Hi, we're looking at moving to training on 'random' synthetic DNA [that has been verified on ILMN]. The synthetics call well so far using a reference model. but the idea is to go in the other direction, once we have this working we won't need references; and the training set +models can also be made available. They can replace the existing ones or augment them. I would like to then move to putting modified bases at a known positions, then include those in future models.

[lh3]

That is great, and should address @ktan8's point a) as well. It would be good to also have enough low-complexity sequences in the training set. These low-complexity sequences can be STRs, VNTRs or something that "look simple". For example, the following is a real human insertion:

TAGCCCCCTCTCCTTTCTCCTCTCTATCCCCCTCTCCTTTCTCCCTCCATCCCCCTCTCCTTTCTCCTCTCCATCCCCCTCTCCTTTCTCCTCTCCATCCCCCTCTCCTTTCTCCTCTCCATCCCCCTCTCCTTTCTCCCTCTCTACCCCCCCTCCATCCCCCTCTCCTTTCTCCTCCCCACCCCCTCTCCTTTCTCCTCTCCAACCCCCTCTCCTTTCTCCTCTCCATCCTCCTCTTTCTCCCTCTCCATCCCCCTCTCCTTTCTCCTCTCCTTTCTCCTCCCCATCTCCTCTCCATCCCCCTCTCCATCCCCCCTCCATCCCCCTCTCCTTTCTCTTCCCCACCCCCTCTTTCTCCTCTCCATCCCCCTCTCCTTTCTCCCTCTCCACCCCCCTCTCCATCCCCCTCTCCTTTCTCCCTCTCCATCCCCCTCTCCATCCCCCTCTCCTTTCTCCTCTCCATCCTCCTCTTTCTCCCTCTCCATCCCCCTCTCCATCCCCCTCTCCTTTCTCCTCTCCATCCTCCTCTTTCTCCCTCTCCATCC

A few years ago when I looked at Nanopore data, the base accuracy tended to get lower in such regions. Not sure about now.

[jackwadden]

@ktan8 I'm facing a similar issue. One possible workaround (hack) might be to just concatenate your ground truth sequences to the input reference. I can't imagine a relatively long read not mapping to the ground truth segment, but for shorter, low-complexity sequences, I see your point. Having a way to easily pass training examples (fast5/fasta tuples) to update an existing high-accuracy model would be nice.
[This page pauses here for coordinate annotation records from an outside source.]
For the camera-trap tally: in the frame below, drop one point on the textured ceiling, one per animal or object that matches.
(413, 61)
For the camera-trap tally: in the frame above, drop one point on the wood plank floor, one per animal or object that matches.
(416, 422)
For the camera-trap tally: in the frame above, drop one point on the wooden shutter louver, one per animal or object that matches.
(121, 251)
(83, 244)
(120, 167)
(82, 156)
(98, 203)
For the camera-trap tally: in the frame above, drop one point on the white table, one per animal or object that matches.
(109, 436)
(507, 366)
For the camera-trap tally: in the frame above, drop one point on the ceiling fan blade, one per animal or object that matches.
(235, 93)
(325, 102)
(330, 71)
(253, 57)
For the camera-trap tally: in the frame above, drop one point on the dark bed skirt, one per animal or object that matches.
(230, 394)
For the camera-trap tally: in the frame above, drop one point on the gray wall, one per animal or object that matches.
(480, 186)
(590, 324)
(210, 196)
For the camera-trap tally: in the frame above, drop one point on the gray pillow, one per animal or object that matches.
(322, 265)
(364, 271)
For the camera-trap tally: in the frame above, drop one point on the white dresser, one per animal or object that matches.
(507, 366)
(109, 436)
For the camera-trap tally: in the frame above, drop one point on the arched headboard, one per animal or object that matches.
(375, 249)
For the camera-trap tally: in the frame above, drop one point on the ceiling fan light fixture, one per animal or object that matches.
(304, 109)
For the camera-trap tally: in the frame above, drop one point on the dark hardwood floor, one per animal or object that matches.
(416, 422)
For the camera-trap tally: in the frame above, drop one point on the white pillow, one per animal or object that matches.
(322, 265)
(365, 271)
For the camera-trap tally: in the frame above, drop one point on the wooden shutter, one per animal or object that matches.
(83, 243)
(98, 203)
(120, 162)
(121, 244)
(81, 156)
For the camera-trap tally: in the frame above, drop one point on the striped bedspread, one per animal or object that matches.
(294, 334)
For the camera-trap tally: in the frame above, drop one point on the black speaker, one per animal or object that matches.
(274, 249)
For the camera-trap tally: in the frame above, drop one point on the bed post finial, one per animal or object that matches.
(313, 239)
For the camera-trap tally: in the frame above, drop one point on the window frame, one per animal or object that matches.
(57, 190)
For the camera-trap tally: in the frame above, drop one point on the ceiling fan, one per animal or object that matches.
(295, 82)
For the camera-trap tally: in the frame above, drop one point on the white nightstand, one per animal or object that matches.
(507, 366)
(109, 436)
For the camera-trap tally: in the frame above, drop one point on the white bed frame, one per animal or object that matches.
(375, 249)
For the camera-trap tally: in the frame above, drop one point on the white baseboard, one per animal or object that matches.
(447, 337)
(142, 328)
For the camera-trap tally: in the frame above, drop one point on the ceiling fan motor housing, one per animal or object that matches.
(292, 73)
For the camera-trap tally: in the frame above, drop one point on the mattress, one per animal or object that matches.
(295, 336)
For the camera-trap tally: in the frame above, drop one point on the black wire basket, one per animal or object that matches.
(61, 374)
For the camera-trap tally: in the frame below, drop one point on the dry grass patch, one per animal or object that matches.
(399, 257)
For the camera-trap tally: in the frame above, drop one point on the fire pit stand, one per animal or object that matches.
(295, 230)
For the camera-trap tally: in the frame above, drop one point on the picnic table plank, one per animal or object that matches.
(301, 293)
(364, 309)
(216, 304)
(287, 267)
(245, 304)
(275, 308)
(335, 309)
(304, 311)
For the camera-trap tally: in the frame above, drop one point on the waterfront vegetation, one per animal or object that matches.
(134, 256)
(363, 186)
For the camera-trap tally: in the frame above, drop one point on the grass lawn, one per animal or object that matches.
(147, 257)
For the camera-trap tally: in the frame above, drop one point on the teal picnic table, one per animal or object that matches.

I'm also trying to work through this methodology, but haven't been successful yet.

Good luck.

[iiSeymour]

@ktan8 yes, that's correct.

@jackwadden you can fine-tune a released model with bonito like so -

$ mkdir my-training-data
$ bonito basecaller dna_r9.4.1 --reference ref.mmi --save-ctc my-reads > my-training-data
$ bonito training --epochs 1 --lr 5e-4 --pretrained dna_r9.4.1 --directory my-training-data my-fine-tuned-model

[jackwadden]

Thanks @iiSeymour. I've found that this works better than using the taiyaki prepare_mapped_reads.py script as a training frontend. This is the pipeline I'm using to fine-tune the dna_r9.4.1 model given a set of known "ground truth" sequences.

# index ground truth sequences
minimap2 -x map-ont -d ground_truth_reads.mmi ground_truth_reads.fa                                                                                                              

# basecall and save ctc                                                                                                                                  
bonito basecaller dna_r9.4.1 --reference ground_truth_reads.mmi --save-ctc fast5s-for-ground-truth-reads > bonito_calls.sam                                                          

# mv training data to new model dir                                                                                                                            
mkdir my-training-data                                                                                                                                 
mv *.npy my-training-data                                                                                                                                                                                                                              

# retrain original model with new data                                                                                                                   
bonito train --epochs 1 --lr 5e-4 --pretrained dna_r9.4.1 --directory my-training-data my-fine-tuned-model

Thanks again.

[liushuang1001]

Hi，can you tell me if the chunks.npy, references.npy, and reference_lengths.npy files are generated in the my-training-data folder when I run to step 2? I run to this shows bash: my-training-data: Is a directory.